Hedi Slimane’s new androgyny for Celine Homme Summer 24

The creative director introduces halter necks, tight leather and metallic suiting for a generation hell-belt on breaking the sartorial binary.

Hedi Slimane has long swaggered into androgyny. It was, after all, part of his Midas touch at Dior Homme in the early-’00s, where he introduced the skinny silhouette and reinvented menswear in an era of guitars, pints and Camden basements.

Eschewing the baggy, ill-fitted suits and low-rise jeans of the time, Slimane nipped the proportions in in favour of a slicker, sexier image, embracing shorter crops, tighter crotches and just a little hip action. His new look” transformed how men dressed; no longer concealing the figure but suddenly enhancing, his menswear embraced the bodily codes usually reserved for womenswear.

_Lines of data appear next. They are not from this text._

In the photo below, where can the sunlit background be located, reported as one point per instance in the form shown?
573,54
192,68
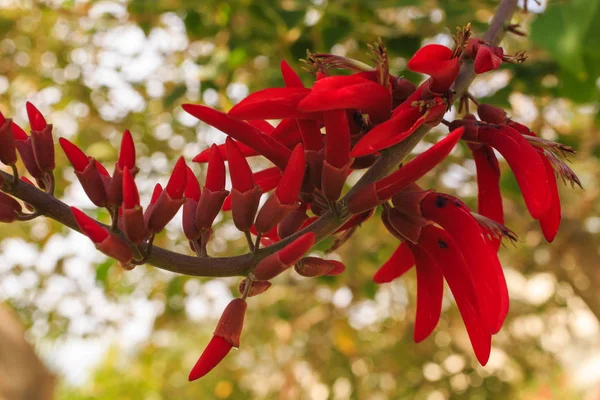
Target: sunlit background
96,68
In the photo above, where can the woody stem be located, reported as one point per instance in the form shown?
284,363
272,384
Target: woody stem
323,227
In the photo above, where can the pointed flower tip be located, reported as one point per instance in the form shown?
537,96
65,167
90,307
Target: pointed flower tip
36,119
295,250
131,197
239,170
177,182
18,132
192,186
89,226
215,176
291,181
214,353
76,156
127,153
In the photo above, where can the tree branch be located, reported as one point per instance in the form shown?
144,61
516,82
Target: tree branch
323,227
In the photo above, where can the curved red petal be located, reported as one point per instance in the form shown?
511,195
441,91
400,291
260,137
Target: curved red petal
214,353
89,226
294,251
338,138
551,221
76,156
215,176
127,152
430,290
291,181
192,186
177,182
489,198
36,119
290,77
418,166
525,163
389,133
242,132
131,197
482,260
239,170
400,262
272,103
440,246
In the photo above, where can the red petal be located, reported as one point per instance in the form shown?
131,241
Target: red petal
156,193
338,138
290,77
177,182
18,132
243,132
430,290
551,221
390,132
418,166
262,125
272,103
239,170
294,251
311,134
192,186
127,153
440,246
131,197
36,119
525,163
489,198
482,260
338,268
267,179
215,176
76,157
401,261
216,351
89,226
349,92
289,186
486,61
204,155
435,60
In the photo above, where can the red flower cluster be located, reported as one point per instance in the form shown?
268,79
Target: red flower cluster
339,125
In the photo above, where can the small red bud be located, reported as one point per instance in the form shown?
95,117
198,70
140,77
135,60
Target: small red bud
131,197
127,152
215,176
192,186
289,186
36,119
177,182
76,156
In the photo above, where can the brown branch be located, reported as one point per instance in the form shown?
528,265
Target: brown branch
323,227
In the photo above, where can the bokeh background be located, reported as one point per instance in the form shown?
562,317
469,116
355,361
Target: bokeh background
96,68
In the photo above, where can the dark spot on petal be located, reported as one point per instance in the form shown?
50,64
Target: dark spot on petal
440,201
358,119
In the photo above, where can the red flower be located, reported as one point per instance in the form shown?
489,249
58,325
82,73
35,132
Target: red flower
439,62
105,241
227,335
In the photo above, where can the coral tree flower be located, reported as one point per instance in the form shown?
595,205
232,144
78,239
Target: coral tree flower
226,335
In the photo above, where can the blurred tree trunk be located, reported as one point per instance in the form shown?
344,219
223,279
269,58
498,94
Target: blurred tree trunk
22,375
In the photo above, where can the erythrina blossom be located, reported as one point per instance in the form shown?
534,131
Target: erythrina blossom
364,119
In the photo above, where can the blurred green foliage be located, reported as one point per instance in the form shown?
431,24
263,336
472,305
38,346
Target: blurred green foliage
336,338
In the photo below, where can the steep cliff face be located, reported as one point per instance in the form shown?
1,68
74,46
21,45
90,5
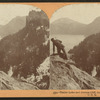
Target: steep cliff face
23,52
65,75
9,83
87,54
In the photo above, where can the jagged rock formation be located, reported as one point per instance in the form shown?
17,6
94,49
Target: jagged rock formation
25,50
9,83
65,75
13,26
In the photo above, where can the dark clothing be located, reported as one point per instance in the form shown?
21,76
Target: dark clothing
60,48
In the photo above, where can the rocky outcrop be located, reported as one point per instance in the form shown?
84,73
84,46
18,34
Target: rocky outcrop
66,76
24,51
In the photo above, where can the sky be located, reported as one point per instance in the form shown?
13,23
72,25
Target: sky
84,13
9,11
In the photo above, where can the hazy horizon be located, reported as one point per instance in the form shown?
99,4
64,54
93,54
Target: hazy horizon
83,13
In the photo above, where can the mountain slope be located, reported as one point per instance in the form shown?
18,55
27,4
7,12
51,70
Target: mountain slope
13,26
87,54
25,50
66,26
9,83
65,75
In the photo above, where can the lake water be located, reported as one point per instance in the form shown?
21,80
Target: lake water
69,41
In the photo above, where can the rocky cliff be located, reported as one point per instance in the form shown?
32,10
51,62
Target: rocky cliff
22,53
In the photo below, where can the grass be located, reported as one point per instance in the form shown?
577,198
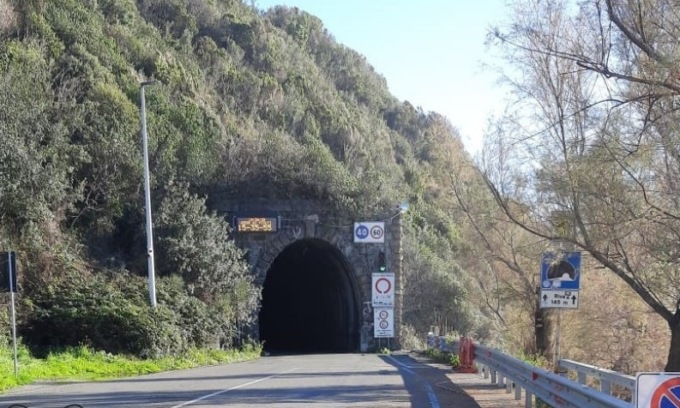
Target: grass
443,357
83,363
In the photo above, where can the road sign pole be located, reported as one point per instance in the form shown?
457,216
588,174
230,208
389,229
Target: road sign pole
11,270
557,339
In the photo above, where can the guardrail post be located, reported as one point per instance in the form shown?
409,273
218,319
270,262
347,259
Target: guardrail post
581,378
606,387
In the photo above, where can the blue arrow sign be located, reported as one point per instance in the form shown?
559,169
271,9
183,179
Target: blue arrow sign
561,271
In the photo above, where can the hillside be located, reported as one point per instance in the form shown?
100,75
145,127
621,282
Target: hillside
258,104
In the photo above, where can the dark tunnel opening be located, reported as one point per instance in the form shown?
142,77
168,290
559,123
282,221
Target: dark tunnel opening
308,301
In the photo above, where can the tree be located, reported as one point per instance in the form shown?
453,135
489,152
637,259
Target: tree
594,137
194,244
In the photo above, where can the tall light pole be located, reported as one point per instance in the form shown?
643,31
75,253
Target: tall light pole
147,190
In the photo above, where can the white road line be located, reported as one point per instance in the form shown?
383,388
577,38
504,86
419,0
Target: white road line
184,404
434,402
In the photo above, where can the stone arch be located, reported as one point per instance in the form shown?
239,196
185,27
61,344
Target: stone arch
311,299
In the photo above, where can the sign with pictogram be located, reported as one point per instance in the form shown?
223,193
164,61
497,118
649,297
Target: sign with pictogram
559,299
658,390
383,322
561,271
382,289
369,232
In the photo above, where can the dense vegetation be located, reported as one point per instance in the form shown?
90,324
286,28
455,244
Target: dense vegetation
267,104
258,104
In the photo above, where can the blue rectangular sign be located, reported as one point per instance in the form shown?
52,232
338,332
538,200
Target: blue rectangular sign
561,271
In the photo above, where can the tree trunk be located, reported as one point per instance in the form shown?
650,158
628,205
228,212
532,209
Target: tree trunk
673,362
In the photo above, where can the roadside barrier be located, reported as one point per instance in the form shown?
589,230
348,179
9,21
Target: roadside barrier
510,372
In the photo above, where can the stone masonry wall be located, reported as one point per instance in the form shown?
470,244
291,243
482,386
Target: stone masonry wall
301,219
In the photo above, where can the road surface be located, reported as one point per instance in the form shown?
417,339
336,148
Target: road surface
322,380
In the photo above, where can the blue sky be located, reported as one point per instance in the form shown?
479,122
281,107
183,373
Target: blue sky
431,52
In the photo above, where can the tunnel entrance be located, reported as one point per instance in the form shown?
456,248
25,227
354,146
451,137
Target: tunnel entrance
308,301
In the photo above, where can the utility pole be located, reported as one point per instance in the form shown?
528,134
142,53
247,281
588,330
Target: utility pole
147,201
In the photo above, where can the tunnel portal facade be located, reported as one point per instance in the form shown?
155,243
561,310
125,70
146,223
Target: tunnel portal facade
316,281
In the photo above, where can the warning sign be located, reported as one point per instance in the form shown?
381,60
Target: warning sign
383,289
383,322
658,390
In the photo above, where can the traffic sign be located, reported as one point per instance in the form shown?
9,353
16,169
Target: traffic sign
560,299
8,272
562,271
658,390
383,322
369,232
382,289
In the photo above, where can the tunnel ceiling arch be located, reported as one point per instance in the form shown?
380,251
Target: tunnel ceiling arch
309,301
333,275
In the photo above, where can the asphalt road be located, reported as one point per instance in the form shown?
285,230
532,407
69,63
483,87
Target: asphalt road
323,380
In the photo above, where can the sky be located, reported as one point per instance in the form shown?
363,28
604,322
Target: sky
431,52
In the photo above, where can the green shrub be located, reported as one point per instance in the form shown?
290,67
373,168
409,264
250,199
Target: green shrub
106,313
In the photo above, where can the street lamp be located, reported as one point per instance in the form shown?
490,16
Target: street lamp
147,189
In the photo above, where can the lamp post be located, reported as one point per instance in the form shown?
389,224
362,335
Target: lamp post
147,190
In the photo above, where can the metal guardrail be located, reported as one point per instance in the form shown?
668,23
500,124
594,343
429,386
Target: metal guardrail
551,388
605,377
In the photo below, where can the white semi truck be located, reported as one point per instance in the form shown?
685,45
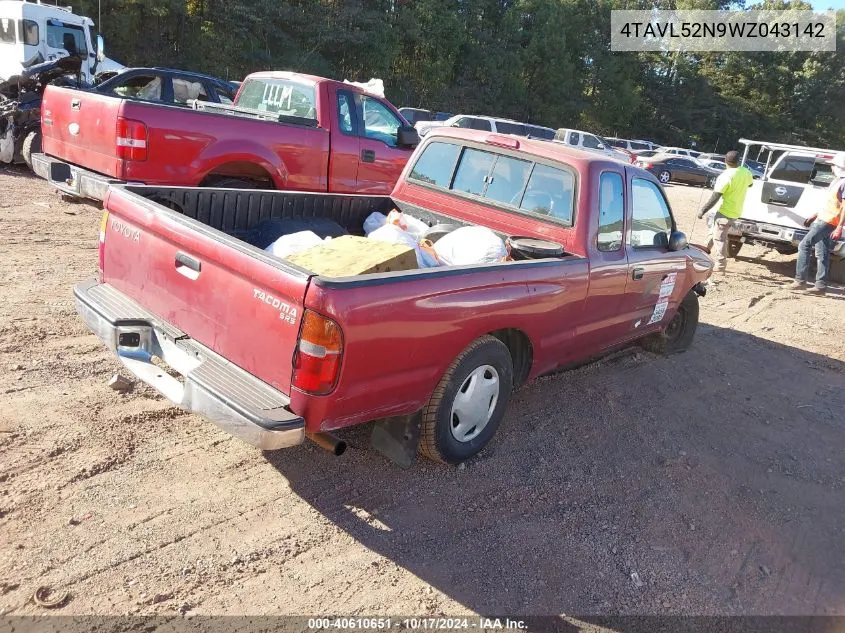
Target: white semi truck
793,188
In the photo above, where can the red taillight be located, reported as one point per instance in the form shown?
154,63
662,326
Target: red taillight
101,249
131,139
316,364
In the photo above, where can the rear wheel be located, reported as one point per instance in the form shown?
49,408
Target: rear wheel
678,334
31,145
469,403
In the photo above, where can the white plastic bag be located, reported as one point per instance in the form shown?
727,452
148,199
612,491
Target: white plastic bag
470,245
293,243
407,223
393,234
374,221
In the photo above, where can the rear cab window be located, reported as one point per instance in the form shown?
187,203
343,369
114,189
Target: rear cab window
284,97
510,182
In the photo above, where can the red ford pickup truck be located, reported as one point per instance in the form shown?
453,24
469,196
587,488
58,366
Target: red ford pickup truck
274,353
285,131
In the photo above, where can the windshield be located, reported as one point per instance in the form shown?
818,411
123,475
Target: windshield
280,96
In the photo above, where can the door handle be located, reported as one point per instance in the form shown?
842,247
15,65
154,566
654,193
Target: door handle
188,266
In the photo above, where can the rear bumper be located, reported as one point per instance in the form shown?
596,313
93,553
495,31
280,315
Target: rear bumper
71,179
211,386
762,233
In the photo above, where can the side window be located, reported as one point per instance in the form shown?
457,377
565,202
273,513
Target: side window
224,96
69,38
29,32
185,90
650,214
591,141
345,112
472,171
611,211
7,31
147,87
508,180
436,164
380,123
480,124
794,169
550,192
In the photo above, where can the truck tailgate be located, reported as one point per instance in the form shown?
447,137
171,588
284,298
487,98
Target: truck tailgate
81,127
237,301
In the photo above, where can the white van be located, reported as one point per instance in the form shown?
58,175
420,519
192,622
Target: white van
793,188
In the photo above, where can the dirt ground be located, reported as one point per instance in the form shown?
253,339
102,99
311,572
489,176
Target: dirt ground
715,477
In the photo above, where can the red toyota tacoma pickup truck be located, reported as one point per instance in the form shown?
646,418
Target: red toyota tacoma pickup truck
274,353
284,131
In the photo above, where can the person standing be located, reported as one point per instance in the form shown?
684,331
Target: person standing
731,187
825,227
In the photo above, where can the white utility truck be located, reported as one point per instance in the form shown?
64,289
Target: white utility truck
35,32
793,188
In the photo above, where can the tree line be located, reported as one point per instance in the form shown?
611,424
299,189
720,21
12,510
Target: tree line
540,61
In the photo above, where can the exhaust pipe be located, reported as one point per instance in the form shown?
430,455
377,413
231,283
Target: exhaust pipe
329,442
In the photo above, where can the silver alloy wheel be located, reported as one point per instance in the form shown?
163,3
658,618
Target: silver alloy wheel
474,403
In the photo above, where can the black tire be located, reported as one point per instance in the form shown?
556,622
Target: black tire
677,336
31,145
734,246
438,441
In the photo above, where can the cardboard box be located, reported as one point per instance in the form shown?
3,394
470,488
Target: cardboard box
350,255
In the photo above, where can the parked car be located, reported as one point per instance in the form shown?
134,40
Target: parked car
274,353
669,168
273,137
165,85
680,151
776,206
631,146
591,143
488,124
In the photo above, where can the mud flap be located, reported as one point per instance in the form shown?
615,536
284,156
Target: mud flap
398,438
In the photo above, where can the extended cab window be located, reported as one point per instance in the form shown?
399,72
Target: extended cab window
436,164
794,169
29,32
471,176
7,31
279,96
380,123
650,214
611,211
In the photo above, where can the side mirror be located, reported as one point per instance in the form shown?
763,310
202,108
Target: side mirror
677,241
408,137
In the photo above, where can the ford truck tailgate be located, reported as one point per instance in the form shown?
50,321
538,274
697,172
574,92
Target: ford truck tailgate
81,128
232,298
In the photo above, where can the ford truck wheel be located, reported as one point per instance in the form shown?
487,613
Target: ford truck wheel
468,403
679,332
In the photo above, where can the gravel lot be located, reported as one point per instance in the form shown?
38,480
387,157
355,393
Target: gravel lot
716,476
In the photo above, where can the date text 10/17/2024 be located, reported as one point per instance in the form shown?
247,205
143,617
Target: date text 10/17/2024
422,623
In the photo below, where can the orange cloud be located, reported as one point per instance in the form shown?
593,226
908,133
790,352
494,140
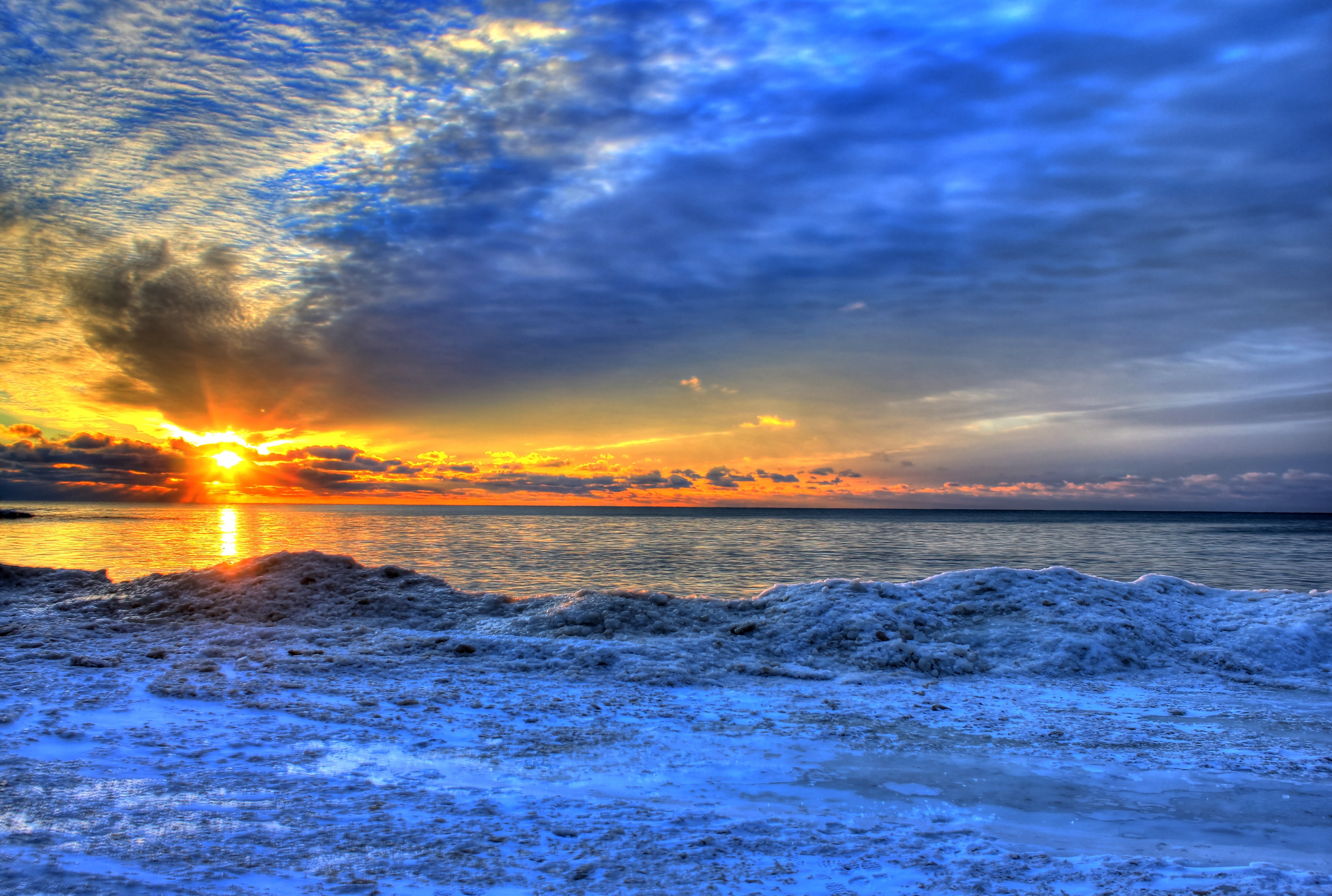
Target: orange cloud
770,420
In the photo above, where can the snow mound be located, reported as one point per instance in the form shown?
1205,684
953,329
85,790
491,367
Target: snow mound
1051,622
308,589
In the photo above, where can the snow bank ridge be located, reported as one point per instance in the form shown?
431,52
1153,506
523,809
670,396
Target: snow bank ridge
1054,621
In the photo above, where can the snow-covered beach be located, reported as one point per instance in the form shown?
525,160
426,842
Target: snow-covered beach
300,723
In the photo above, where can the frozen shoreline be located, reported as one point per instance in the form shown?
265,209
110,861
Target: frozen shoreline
356,749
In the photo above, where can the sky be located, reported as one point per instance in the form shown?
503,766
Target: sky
777,253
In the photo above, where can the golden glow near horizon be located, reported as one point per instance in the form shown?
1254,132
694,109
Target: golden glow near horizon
229,437
227,460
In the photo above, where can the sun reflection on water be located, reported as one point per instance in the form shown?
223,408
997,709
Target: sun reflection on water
227,526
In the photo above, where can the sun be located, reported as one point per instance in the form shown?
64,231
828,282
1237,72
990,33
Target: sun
227,460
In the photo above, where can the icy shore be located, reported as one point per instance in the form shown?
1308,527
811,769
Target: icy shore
301,723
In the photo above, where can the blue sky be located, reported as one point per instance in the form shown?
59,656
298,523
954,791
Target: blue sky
951,243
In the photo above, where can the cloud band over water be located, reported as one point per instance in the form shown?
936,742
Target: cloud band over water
1003,243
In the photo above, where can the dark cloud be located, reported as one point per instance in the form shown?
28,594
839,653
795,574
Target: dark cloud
725,477
180,336
91,468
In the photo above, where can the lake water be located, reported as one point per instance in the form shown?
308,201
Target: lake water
728,553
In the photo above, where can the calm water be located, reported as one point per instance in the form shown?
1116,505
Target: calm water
724,553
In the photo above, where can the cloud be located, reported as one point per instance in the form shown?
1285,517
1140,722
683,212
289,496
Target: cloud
355,214
1256,492
90,466
766,420
724,477
184,344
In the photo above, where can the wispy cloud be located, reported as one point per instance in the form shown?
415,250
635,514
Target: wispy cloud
770,421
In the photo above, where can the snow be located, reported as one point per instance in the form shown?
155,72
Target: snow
1146,737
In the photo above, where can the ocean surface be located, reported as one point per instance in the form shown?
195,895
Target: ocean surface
725,553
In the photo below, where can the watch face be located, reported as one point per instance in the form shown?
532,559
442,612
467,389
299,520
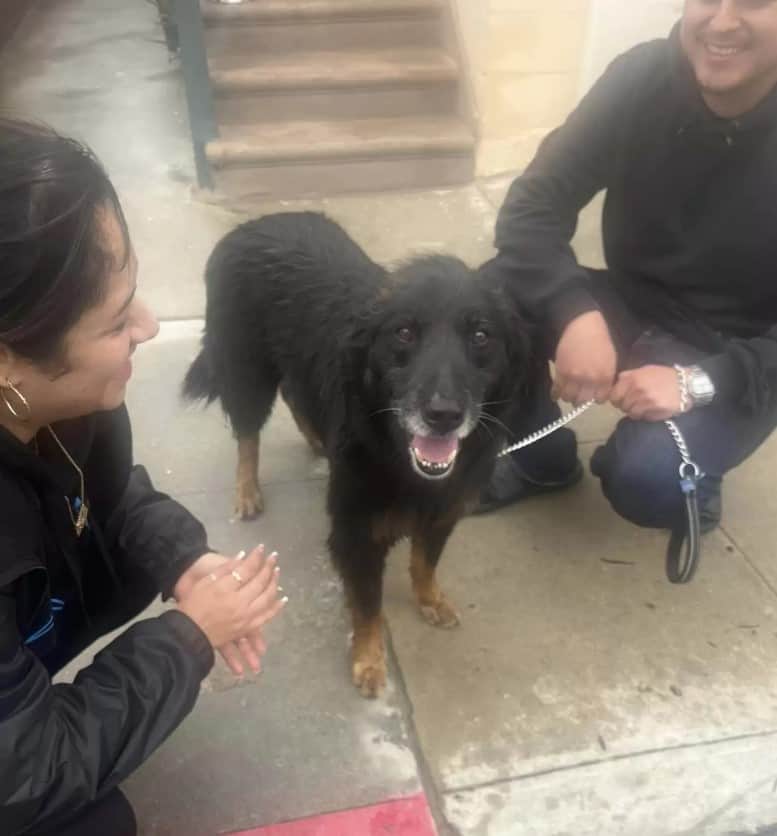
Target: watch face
700,385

But that was 20 years ago. Now, Slimane’s case for androgyny evolves further with his latest Celine Homme collection, titled Delusional Daydream, and presented as a film (it was originally scheduled to be shown in Paris in July, but was rescheduled due to the city’s pension reform protests).

After a brief cloud of smoke wafts over the screen, and the first electric crashes of LCD Soundsystem’s 2005 debut Losing My Edge kicks off, a satin halter-neck with ruffled detailing, worn with super-tight leather trousers, takes Slimane’s sartorial mission from the early-’00s and cranks it up a few notches.

It goes further, with a shimmery gold cardigan revealing a bare torso, loosely tied in the middle. A tight, cropped vest and another halterneck follow, this time a loose triangle of black fabric tied around the neck, revealing the upper half of the back. There’s glam rock in a heavily embellished bomber, and cutesy details with bows fastening down the middle of a long-sleeve blouse.

Slimane’s flagship leather is tighter this season, more fitted to the body and cropped to the belly button in some cases, while tailoring is featured heavily throughout. Where the designer typically opts for shadowy black two-pieces, this time it’s taken on an optimistic spin in metallic silver, houndstooth and squeaky clean white pinstripe.

Slimane says this collection is dedicated to New York’s young music scene; those found in the city’s Dimes Square”, where alternative musicians such as The Dare, Frost Children and Blaketheman1000 are taking old sounds and making new rackets for listeners under the age of 25. This latest collection by Slimane, then, feels relevant to a generation hell-bent on questioning – taking old rules and opting to break them for the modern wearer.